By 2022, the problem had a name internally at several organisations but not a budget line to fix it. IT teams at Docklands-based organisations reported spending hours each week manually checking whether a requested image was already held in-house before approving a stock purchase. Adobe Stock's standard royalty-free image licences, which can run from roughly $AU29 to $AU199 per image depending on resolution and usage rights, were being bought repeatedly for images already sitting in unlabelled folders.

The City of Yarra, which covers the inner suburbs of Fitzroy, Collingwood and Richmond, conducted an internal audit of its communications assets in late 2024. The audit — details of which were discussed at a public council meeting and reported in council minutes — found that a substantial share of its stored images were either exact duplicates or near-identical variants of the same photograph taken in the same session. Yarra's experience became a reference point for other councils beginning similar reviews.

What Institutions Are Now Doing About It

The Victorian Public Record Office updated its digital records guidance in early 2026 to explicitly address duplicate asset management for the first time, recommending that agencies adopt automated deduplication tools as part of scheduled records reviews. Several Melbourne-based institutions are trialling software from vendors including Bynder and Canto, both of which have Australian sales operations, with pilot programs running inside agencies on Spring Street.

Arts Centre Melbourne, which manages one of the country's largest performing arts image libraries — spanning production photographs, portrait collections and archival material going back to the venue's 1984 opening — is understood to be among those evaluating new DAM platforms, though a contract decision has not been publicly announced. The NGV's digital collections team has separately flagged the issue in publicly available annual report disclosures, noting the complexity of managing high-resolution image files across multiple collection databases.

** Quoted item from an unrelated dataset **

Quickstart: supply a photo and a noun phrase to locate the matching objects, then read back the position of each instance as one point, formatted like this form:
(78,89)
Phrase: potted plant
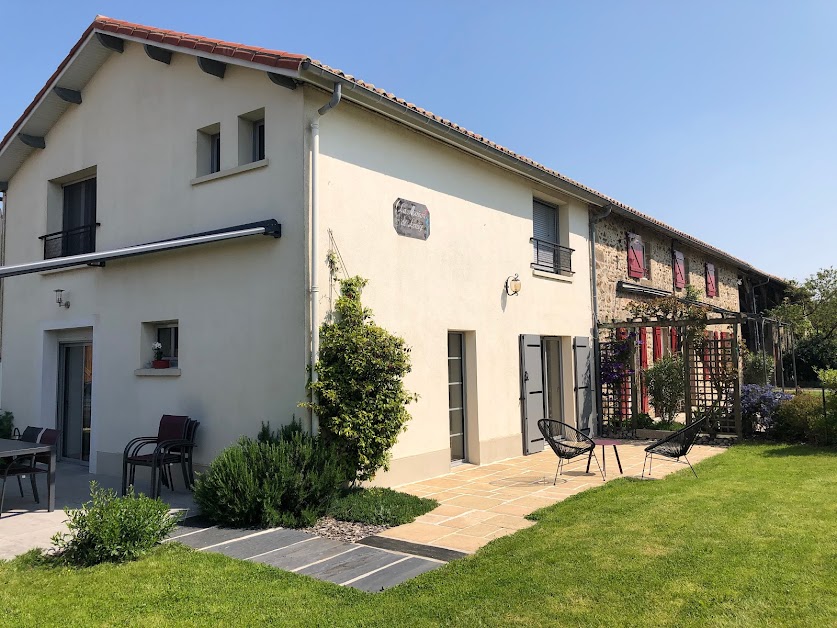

For smaller organisations without dedicated digital archivists, the practical path forward is less clear. Community arts groups in Brunswick and Northcote, many of which rely on Creative Victoria grant funding that does not typically cover infrastructure costs, have limited options beyond manually cleaning up their own drives. Several have turned to shared resources through the Arts Hub network.

The state government's Digital Strategy 2030 includes a whole-of-government asset register as a deliverable, though no public timeline for that specific component has been confirmed. What is confirmed: the organisations that have already invested in deduplication and DAM systems are reporting faster content workflows and fewer repeat licensing costs — a straightforward return on investment that is starting to shift the conversation from a technical nuisance into a genuine budget and governance issue across Melbourne's public sector.